# Symplectic structure and isomorphisms

In his book Mathematical Methods of Classical Mechanics, V.I. Arnold writes

To each vector $\xi$, tangent to a symplectic manifold $(M^{2n},\omega^2)$ at the point $\mathbf{x}$, we associate a 1-form $\omega^1_\xi$ on $TM_\mathbf{x}$ by the formula $$\omega^1_\xi(\boldsymbol{\eta})=\omega^2(\boldsymbol{\eta},\xi)\quad\forall\boldsymbol{\eta}\in TM_\mathbf{x}$$

I see how $\omega^2$ furnishes an isomorphism $\xi\rightarrow \omega^1_\xi$. But then Arnold has the example

In $\mathbb{R}^{2n}=\{(\mathbf{p},\mathbf{q})\}$ we will identify vectors and 1-forms using the Euclidean structure $(\mathbf{x},\mathbf{x})=\mathbf{p}^2+\mathbf{q}^2$. Then the correspondence $\xi\rightarrow\omega^1_\xi$ determines a transformation $\mathbb{R}^{2n}\rightarrow \mathbb{R}^{2n}$.

By "Euclidean structure" I presume he is talking about the Euclidean metric. But I don't see how this isomorphism induces the transformation $\mathbb{R}^{2n}\rightarrow \mathbb{R}^{2n}$ or furthermore how to determine the matrix of this transformation.

And help would be greatly appreciated.

Same as with the symplectic form: $\omega(v) = (u_\omega,v)$ defines the isomorphism between 1-forms and vector fields. When the metric is Euclidean the dual basis to an orthonormal basis corresponds to the basis itself.
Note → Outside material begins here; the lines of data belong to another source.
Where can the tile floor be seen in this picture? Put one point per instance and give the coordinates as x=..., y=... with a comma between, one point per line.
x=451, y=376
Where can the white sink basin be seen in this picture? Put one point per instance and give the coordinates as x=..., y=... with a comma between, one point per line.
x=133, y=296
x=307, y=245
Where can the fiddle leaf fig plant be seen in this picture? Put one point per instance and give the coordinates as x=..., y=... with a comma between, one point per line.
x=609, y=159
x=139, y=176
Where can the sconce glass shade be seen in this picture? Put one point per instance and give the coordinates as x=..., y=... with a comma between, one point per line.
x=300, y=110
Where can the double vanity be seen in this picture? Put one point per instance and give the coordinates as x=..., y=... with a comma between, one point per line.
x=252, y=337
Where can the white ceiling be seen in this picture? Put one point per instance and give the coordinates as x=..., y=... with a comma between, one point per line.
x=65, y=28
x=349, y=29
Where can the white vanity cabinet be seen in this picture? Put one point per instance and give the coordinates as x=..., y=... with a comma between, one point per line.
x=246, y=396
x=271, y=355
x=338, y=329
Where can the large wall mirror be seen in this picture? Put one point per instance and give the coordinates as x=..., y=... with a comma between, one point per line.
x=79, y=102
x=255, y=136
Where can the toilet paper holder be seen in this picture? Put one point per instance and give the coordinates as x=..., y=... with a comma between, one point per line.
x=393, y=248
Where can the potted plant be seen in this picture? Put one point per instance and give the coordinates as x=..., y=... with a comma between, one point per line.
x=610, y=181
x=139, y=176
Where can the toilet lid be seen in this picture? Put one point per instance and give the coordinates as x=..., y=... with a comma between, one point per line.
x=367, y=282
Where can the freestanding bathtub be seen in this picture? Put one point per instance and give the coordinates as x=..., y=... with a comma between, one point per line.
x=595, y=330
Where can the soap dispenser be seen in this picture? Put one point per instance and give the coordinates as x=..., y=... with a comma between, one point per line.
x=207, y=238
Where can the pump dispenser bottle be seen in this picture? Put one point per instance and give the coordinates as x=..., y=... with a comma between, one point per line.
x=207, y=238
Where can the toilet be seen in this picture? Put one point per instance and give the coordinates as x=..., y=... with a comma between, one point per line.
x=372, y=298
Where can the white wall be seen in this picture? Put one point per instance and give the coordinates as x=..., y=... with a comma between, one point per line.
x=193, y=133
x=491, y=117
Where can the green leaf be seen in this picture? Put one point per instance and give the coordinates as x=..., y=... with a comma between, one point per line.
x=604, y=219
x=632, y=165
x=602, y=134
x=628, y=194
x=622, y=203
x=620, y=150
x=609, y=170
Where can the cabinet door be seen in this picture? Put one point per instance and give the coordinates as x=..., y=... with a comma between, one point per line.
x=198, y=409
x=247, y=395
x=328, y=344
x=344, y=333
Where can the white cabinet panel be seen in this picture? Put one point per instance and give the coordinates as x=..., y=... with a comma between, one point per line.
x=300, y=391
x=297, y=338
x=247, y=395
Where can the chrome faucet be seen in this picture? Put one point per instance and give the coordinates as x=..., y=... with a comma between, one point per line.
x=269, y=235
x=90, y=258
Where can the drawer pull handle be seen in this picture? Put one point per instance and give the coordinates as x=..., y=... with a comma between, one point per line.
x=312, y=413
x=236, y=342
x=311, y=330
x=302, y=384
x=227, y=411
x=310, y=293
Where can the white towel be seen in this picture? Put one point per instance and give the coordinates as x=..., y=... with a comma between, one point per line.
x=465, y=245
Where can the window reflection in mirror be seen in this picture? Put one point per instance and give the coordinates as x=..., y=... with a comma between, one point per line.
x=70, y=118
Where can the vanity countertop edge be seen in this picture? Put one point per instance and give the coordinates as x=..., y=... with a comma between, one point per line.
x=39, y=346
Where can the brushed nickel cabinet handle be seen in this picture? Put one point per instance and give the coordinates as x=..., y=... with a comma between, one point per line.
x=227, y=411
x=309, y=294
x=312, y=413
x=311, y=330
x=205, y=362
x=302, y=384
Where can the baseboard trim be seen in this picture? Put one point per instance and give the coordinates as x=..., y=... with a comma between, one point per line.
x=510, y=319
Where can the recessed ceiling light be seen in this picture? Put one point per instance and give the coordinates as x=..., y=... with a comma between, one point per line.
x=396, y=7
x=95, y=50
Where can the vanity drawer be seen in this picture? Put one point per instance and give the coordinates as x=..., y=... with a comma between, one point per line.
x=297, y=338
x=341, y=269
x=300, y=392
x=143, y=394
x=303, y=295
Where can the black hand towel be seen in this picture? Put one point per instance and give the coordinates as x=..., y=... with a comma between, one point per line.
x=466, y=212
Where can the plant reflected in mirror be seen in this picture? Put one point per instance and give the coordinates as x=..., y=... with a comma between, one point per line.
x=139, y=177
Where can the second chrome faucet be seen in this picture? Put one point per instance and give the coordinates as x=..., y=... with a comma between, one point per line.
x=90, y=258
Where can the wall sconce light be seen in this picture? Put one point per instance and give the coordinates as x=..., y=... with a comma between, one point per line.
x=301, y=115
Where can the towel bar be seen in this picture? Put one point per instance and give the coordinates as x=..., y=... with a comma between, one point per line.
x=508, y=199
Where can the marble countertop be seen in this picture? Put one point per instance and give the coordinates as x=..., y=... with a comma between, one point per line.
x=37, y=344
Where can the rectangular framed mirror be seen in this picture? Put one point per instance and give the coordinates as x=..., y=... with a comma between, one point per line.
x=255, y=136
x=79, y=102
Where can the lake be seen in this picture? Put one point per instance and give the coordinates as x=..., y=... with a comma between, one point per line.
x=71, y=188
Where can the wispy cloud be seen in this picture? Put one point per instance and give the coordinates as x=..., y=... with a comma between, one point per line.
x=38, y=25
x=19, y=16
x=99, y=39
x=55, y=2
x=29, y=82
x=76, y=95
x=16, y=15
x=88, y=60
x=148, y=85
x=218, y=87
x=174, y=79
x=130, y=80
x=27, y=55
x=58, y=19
• This tells me what I already know. I don't understand why $\mathbb{R}^{2n}\rightarrow\mathbb{R}^{2n}$ happens and how to determine the matrix of this transformation. Feb 18, 2015 at 13:57
• the matrix is basically written in words in my answer: it is just the identity matrix, of you are implying the matrix of the symplectic form, this is just the standard symplectic form on $\mathbb R^2$ tensor with the $n\times n$ identity matrix. Feb 18, 2015 at 14:05
• He gives the answer in the $\mathbf{p},\mathbf{q}$ basis: \begin{pmatrix} 0 & \mathbb{1} \\ -\mathbb{1} & 0 \end{pmatrix} Feb 18, 2015 at 14:11
• I see how this is symplectic, but what exactly does the transformation mean? Feb 18, 2015 at 14:13
• it's just an isomorphism between 1-forms and vector fields given by a non-degenerate skew-symmetric form. Recall that there is no natural isomorphism between a vector space and its dual, so one usually needs extra structure to define one in a "canonical way". On a symplectic manifold the canonical way is to use the symplectic form (if the manifold happens to be Riemannian as well, or just Riemannian, another possible "canonical" choice is the musical isomorphism). Feb 18, 2015 at 14:16

The linear transformation is the following composition of linear maps:

• Go from $R^n$ to $T_m M$ using the natural identification
• Go from $T_m M$ to $T^*_m M$ with the symplectic form
• Go from $T^*_m M$ to $T_m M$ using the inverse isomorphism given by the metric
• Go again back to $R^n$

(here $M = R^n$ and $m = (q,p)$ By the way, this transformation of course just coincides with the usual symplectic matrix if the symplectic form is the standard one $\omega = d q^i \wedge d p_i$.